Saeed Muhammad Usman, Bin Wang, Sheng Jinfang, Saleem Salman
School of Computer Science and Engineering, Central South University, Changsha, 410083, Hunan, China.
School of Computer Science and Engineering, Central South University, Changsha, 410083, Hunan, China.
Comput Biol Med. 2025 Feb;185:109526. doi: 10.1016/j.compbiomed.2024.109526. Epub 2024 Dec 20.
Spine segmentation poses significant challenges due to the complex anatomical structure of the spine and the variability in imaging modalities, which often results in unclear boundaries and overlaps with surrounding tissues. In this research, a novel 3D Multi-Feature Attention (MFA) model is proposed for spine segmentation. The standard MobileNetv3 is modified by adding the RCBAM (Reverse Convolution Block Attention Module) module, and FPP (Feature Pyramid Pooling) for feature enhancement. Each modified MobileNetv3 is trained separately on axial, coronal, and sagittal views of 3D images. The features are concatenated to form a 3D feature map and given to the decoder part for spine segmentation. The results show that the 3D MFA outperforms from state-of-the-art method with DCS (dice coefficient score), and IoU (Intersection over Union) of 96.52%, and 95.84% on VerSe 2020 dataset while 94.64% and 93.69% on VerSe 2019 dataset with less computational cost.

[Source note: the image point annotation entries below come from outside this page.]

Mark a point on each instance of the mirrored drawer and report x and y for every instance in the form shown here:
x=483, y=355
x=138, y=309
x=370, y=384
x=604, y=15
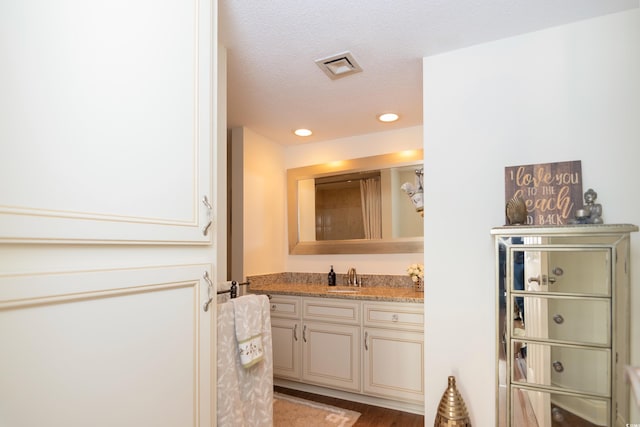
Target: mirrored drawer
x=560, y=270
x=288, y=307
x=576, y=320
x=542, y=409
x=571, y=368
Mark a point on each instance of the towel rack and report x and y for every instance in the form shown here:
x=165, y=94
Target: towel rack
x=233, y=290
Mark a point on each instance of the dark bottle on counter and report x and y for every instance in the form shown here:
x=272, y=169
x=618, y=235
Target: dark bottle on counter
x=332, y=277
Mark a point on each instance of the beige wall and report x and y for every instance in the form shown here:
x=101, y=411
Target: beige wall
x=567, y=93
x=258, y=205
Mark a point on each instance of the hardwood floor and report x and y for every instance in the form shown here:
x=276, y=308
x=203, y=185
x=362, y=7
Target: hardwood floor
x=372, y=416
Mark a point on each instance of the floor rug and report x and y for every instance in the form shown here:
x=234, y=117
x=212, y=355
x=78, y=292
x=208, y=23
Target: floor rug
x=289, y=411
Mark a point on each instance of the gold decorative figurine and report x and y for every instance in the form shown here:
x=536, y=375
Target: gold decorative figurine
x=452, y=410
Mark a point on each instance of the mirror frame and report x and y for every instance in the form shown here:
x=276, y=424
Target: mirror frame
x=355, y=246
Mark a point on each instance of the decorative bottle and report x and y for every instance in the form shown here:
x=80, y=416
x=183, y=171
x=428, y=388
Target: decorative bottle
x=332, y=277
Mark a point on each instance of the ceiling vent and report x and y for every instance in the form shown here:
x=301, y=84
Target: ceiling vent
x=338, y=66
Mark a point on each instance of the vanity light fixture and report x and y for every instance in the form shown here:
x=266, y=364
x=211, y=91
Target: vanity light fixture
x=303, y=132
x=388, y=117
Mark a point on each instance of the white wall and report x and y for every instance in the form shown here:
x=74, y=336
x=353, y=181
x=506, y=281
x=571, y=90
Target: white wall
x=567, y=93
x=352, y=148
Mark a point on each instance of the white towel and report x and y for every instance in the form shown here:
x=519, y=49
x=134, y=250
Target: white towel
x=245, y=396
x=248, y=325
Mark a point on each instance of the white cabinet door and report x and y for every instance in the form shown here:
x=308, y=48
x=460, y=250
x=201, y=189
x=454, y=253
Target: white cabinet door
x=105, y=121
x=331, y=355
x=394, y=364
x=124, y=348
x=286, y=338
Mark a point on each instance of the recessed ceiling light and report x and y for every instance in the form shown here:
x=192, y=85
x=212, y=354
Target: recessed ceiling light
x=388, y=117
x=303, y=132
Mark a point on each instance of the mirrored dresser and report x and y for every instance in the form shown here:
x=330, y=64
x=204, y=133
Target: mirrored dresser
x=562, y=324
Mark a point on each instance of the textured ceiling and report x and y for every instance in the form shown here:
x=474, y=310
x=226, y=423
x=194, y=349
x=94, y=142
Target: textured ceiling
x=274, y=85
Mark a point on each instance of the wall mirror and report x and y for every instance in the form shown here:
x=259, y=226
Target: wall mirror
x=356, y=206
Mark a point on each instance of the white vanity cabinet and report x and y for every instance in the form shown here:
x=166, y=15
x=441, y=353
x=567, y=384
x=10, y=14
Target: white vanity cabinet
x=393, y=362
x=331, y=343
x=286, y=327
x=563, y=324
x=367, y=348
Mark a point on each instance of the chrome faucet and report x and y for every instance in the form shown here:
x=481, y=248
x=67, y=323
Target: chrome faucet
x=352, y=277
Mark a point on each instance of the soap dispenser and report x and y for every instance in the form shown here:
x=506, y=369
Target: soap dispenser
x=332, y=277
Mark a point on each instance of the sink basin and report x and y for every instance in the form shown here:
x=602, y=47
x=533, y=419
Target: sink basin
x=344, y=291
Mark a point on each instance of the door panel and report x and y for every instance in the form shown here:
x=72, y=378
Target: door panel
x=135, y=341
x=106, y=134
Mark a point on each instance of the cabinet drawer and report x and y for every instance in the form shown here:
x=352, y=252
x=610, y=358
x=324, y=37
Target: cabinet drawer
x=397, y=316
x=331, y=310
x=576, y=320
x=560, y=270
x=569, y=368
x=288, y=307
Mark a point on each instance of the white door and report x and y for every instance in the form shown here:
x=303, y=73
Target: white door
x=107, y=153
x=105, y=348
x=331, y=355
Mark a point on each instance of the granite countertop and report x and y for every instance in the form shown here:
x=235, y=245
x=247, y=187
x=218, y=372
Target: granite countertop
x=374, y=293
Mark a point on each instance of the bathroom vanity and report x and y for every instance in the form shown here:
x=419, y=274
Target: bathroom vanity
x=563, y=324
x=362, y=344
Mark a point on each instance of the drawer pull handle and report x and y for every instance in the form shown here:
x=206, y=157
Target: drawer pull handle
x=545, y=279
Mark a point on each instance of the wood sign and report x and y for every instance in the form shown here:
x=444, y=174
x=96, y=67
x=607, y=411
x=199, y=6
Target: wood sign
x=551, y=192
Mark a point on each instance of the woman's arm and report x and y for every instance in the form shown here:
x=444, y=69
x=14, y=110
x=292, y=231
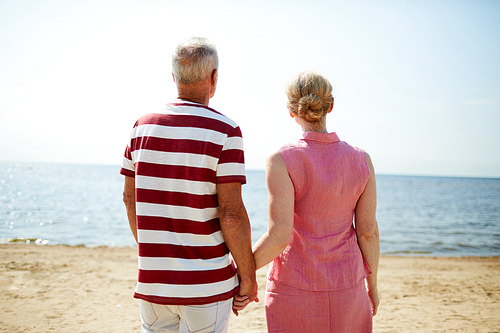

由于脊柱复杂的解剖结构以及成像方式的多样性,脊柱分割面临重大挑战,这常常导致边界不清晰以及与周围组织重叠。在本研究中,提出了一种用于脊柱分割的新型3D多特征注意力(MFA)模型。通过添加RCBAM(反向卷积块注意力模块)模块和用于特征增强的FPP(特征金字塔池化)对标准MobileNetv3进行修改。每个修改后的MobileNetv3分别在3D图像的轴向、冠状和矢状视图上进行训练。将这些特征连接起来形成一个3D特征图,并将其输入到解码器部分进行脊柱分割。结果表明,在VerSe 2020数据集上,3D MFA在骰子系数得分(DCS)和交并比(IoU)方面优于现有方法,分别达到96.52%和95.84%,而在VerSe 2019数据集上,在计算成本较低的情况下,分别为94.64%和93.69%。